Traisental-Schnellstraße vor Umweltverträglichkeitsprüfung. Für die Traisental-Schnellstraße wird zu Jahresende die Umweltverträglichkeitsprüfung (UVP) eingeleitet, teilte die ASFINAG mit. Die Strecke sei ein wichtiges Projekt für die Erreichbarkeit des NÖ Zentralraumes.

Der Verein Lebenswertes Traisental kritisiert den geplanten Autobahnbau als "Millionenverschwendung", und von "PlattMobil" gab es die "Verkehrshimbeere" für die S34.

Kritik: "Umfahrungswünsche aus St. Pölten sollen befriedigt werden"

Die Plattform für nachhaltige Mobilität prämiert mit dem "Preis" aus ihrer Sicht nicht nachhaltige Verkehrslösungen. Seit Jahren verfolge das Verkehrsministerium im NÖ Zentralraum eine "rein autoverkehrslastige" Politik, erläuterte der Verein in einer Aussendung.

Dabei stagniere der Autoverkehr im Traisental, durch das zudem eine Bahnstrecke führt. Mit der geplanten vierspurigen Autobahn sollten die "Umfahrungswünsche aus St. Pölten befriedigt werden", meint PlattMobil.

S34 als "Relikt aus der Vergangenheit" würde "keine Lücke schließen"

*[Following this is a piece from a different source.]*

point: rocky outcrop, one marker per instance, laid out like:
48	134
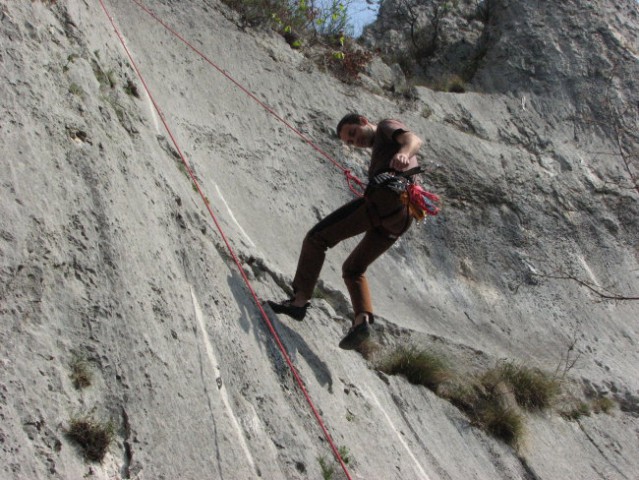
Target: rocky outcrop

Die S34 sei ein "Relikt aus der Vergangenheit und wurde als Transitstrecke zwischen St. Pölten und Graz geplant", hielt der Verein fest.

Die Schnellstraße verbinde weder Ballungszentren noch schließe sie eine Lücke im Autobahnnetz. Es würden lediglich Vororte der NÖ Landeshauptstadt umfahren. Eine vierspurige Autobahn mit einem "monströsen" Autobahnkreuz sei nicht gerechtfertigt, sondern würde eine Umfahrung nur verteuern.

Vorteile: Anrainer-Entlastung entlang der B20, Attraktivierung von Standorten

Die Asfinag stellte klar, dass das Projekt samt Auswirkungen bereits intensiv geprüft worden sei. Die Verkehrsentwicklung im Großraum St. Pölten werde erneut durch unabhängige Sachverständige untersucht, hieß es.

Im Mittelpunkt stehe der Schutz von Mensch und Umwelt. Die neue Strecke bringe eine leistungsfähige und verkehrssichere Anbindung des Traisentals an die A1 (West Autobahn), was auch die Attraktivität von Betriebsstandorten südlich von St. Pölten steigere.

Durch die Verlagerung des Durchgangsverkehrs in den Ortschaften entlang der B20 (Mariazeller Straße) auf die S34 entlaste die Asfinag die Anrainer von Verkehr, Lärm und Luftschadstoffen. Die Bündelung des Verkehrs auf einer Schnellstraße bringe in Zukunft weniger Unfälle und ein Mehr an Verkehrssicherheit.